More particularly, the invention pertains to a computer method for estimating a suite of quantities associated with locations of a space, for example a method for modeling petrophysical quantities of a reservoir or a method for mapping the depth or thickness of a geological layer.
In the area of oil exploration, it is sought to obtain information about subsurfaces, so as to be able to predict the presence of hydrocarbons to be extracted. Regular recourse is had to observation methods for estimating the quantities associated with certain locations of the space. To reduce to the maximum the recourse to these observation methods, which are expensive to implement, the computing tool is used to estimate the quantities at locations where no measurement has been performed.
In particular, use is made of interpolation methods such as kriging. Kriging is an unbiased interpolator which minimizes the mean square prediction error and which makes it possible to honor the available data (it is an exact interpolator).
An example of such a method is for example described in U.S. Pat. No. 7,254,091.
A difficulty related to kriging is that it requires large computational power to invert the covariance matrix. This is true in particular when working on a large space, using numerous observation data.

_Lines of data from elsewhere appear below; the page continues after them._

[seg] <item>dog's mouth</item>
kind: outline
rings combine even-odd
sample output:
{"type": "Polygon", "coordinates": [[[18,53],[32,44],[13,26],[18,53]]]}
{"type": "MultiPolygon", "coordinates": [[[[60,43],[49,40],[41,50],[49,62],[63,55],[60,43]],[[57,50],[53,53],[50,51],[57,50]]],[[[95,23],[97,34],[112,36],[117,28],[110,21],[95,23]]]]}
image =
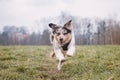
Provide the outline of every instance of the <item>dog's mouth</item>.
{"type": "Polygon", "coordinates": [[[59,42],[59,45],[60,45],[60,46],[63,46],[64,44],[65,44],[65,42],[63,42],[63,41],[60,41],[60,42],[59,42]]]}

To alleviate this problem, in the case of large suites of observation data, it is possible as a variant to work on sub-spaces. For each point studied for which it is sought to estimate the quantity, local reasoning is employed by searching for the observation data obtained for the points nearest to the point studied, and by using a local covariance matrix reduced to these points. The computation time necessary for the inversion of a large matrix is then reduced by implementing a nearest neighbors search and the inversion of a smaller matrix. This search and this inversion must however be repeated for each point to be estimated. To reduce to the maximum the computation times, there is then a tendency to limit as much as possible the number of observations to be taken into account (i.e. the number of neighbors), so as to limit as much as possible the size of the matrices to be inverted.
This method is problematic however. On the one hand, it is very sensitive to the spatial distribution of the observation data, this sensitivity is manifested by neighborhood artifacts. Moreover, it may still be greedy in terms of computation time in the search for the neighborhoods.